All the numbers came from DOFMaster.com

  • Hmm... according to this site, if I use 85mm f/1.8 I will get Depth of field 0.28 ft (so it's shallower than the 5d mk2 example above). So the difference will be, that using 85mm on 550d will result in wider perspective? If so, maybe this is the lens I should start practicing with (I think that the perspective is not that important in that case)?
    – Darius
    Oct 29, 2010 at 16:42
  • 2
    No, an 85mm on a 550 will produce a narrower perspective, it's kind of like a 1.6x zoom.
    – chills42
    Oct 29, 2010 at 16:53
  • 1
    Seems reasonable, yeah. You just have to keep in mind that in order to frame the picture the same you'll have to be a little farther away, and that extra distance increases the depth of field. In the end you really aren't going to go wrong with any of the options here.
    – chills42
    Oct 29, 2010 at 17:20
  • 6
    I don't think Darius is after the shallow depth of field, but rather after the subject isolation provided by the background blur, which is not quite the same! The background blurring ability of a lens depends essentially on it's physical aperture, while the depth of field depends on the f-number. The 85/1.2 has an aperture of 71 mm, which is hard to match with any shorter lens (a 50 mm f/0.7 would do). So he can either use the same 85/1.2 from a larger distance, by a full frame camera or settle for the subtler background blur of a 50 mm. Oct 29, 2010 at 21:00
  • 2
    @edgar Very true, but the ogirinal photographer is not shooting wide open with the 85 f/1.2 (he's shooting in the f/2 - f/3 region mostly) so the physcial aperture to match is more like 40mm
    – Matt Grum
    Oct 30, 2010 at 11:24

Sounds like you're after a shallow depth of field.
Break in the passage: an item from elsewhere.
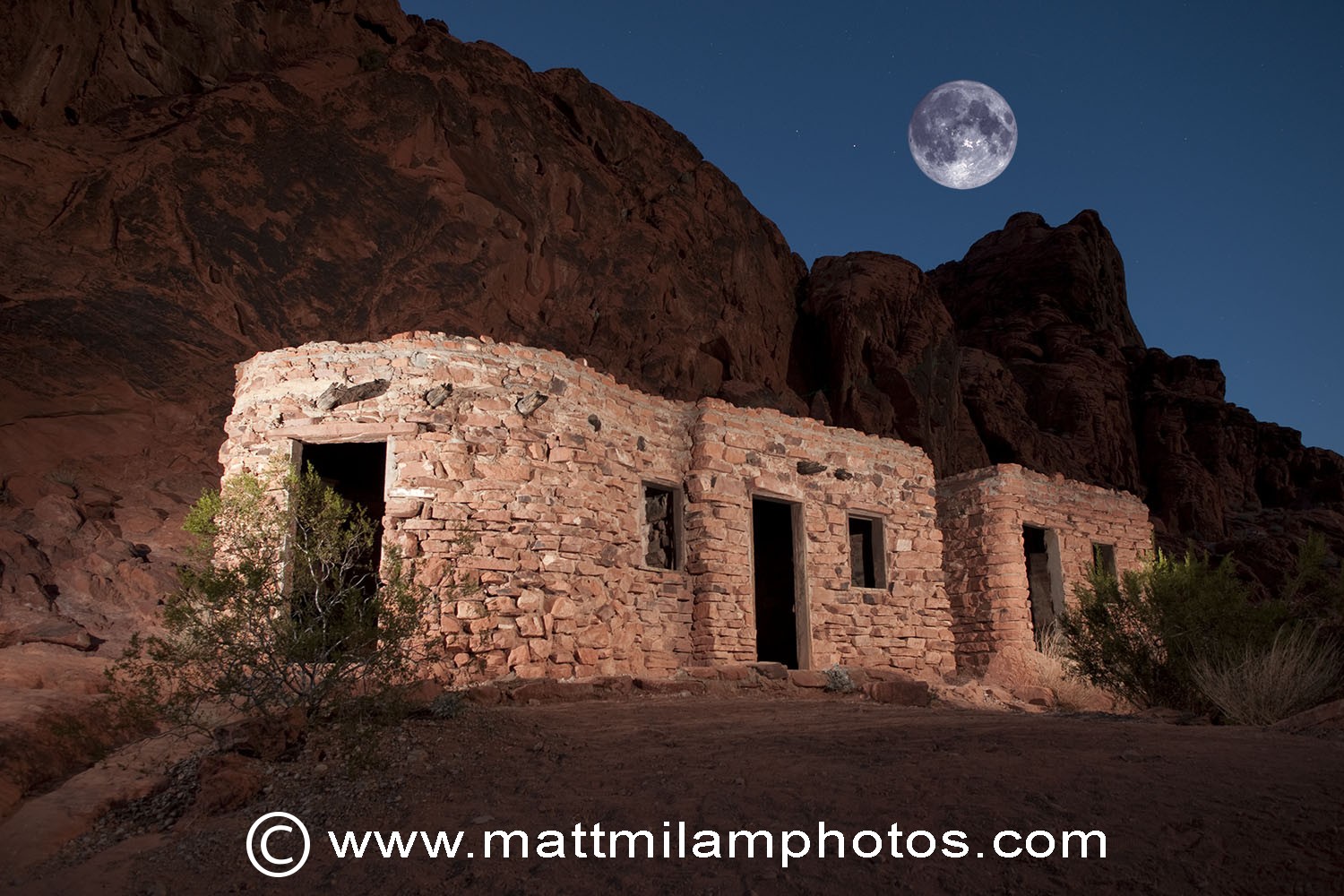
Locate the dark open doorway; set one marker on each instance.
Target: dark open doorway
(339, 605)
(1040, 548)
(776, 582)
You should be able to achieve a similar effect with the Canon 50 at around f/1.8, but you'd need to be shooting as wide as possible. I also wouldn't be at all surprised if he's got a reflector or flash out of shot to balance the light in some of those.
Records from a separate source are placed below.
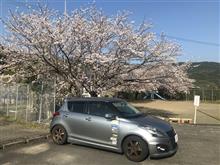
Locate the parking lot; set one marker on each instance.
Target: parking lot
(198, 145)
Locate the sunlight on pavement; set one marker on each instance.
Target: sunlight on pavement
(62, 158)
(8, 163)
(33, 150)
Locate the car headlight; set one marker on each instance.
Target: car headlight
(154, 132)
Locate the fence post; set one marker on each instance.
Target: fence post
(26, 118)
(41, 99)
(16, 103)
(7, 101)
(54, 99)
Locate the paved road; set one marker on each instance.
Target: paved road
(198, 145)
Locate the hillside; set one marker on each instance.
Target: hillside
(206, 74)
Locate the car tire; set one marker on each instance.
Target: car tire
(59, 135)
(135, 148)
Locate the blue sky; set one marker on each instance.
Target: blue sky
(194, 24)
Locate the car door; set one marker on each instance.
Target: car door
(77, 119)
(102, 130)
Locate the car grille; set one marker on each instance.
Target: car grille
(171, 134)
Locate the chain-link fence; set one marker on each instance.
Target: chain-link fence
(27, 102)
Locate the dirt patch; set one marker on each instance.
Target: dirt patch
(182, 109)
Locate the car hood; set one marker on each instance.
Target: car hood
(152, 121)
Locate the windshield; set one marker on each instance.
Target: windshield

Other things to bear in mind when trying to get that shallow depth of field, is to shoot with as wide an aperture as possible - I'd normally flick over to "Av" mode, and get a low f-stop number (so 1.8 with the 50mm prime lens). Then get as physically close as possible.
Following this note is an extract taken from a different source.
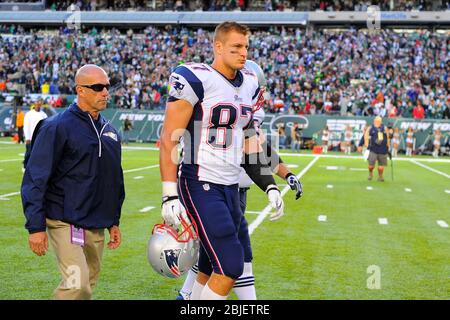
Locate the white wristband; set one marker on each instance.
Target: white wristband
(169, 189)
Finally, if you're manually focusing, err on the focusing ahead of the subject -- the way that depth of field works, you get an area (depth) that appears to be focused, by having the subject in the back half, the background behind is going to appear to be even more off focus, as desired. I believe this is another technique he's using, apparent when you look at the ground with more of the ground ahead of the subject in focus than even to the back of their feet.

If you're still not happy, then you could and a really gentle blur in post-production, although I'm always a fan of trying to get it right in camera, as it will have a more realistic feel to it.

  • 3
    +1 nice observation on the focusing point! I didn't know about that technique :)
    – MartinodF
    Oct 29, 2010 at 15:02

Any lens with large maximum apertures can give you subject isolation. The 50/1.4 and 85/1.8 are great lenses for the money.


No, 85mm on a full-frame camera is 85mm.

Read this about full-frame and crop sensor.

  • 1
    true, the correct statement is the field of view of an 85mm lens on a 35mm camera is about the same as the field of view of a 50mm lens on a 22mm camera but it's a bit of a mouthful!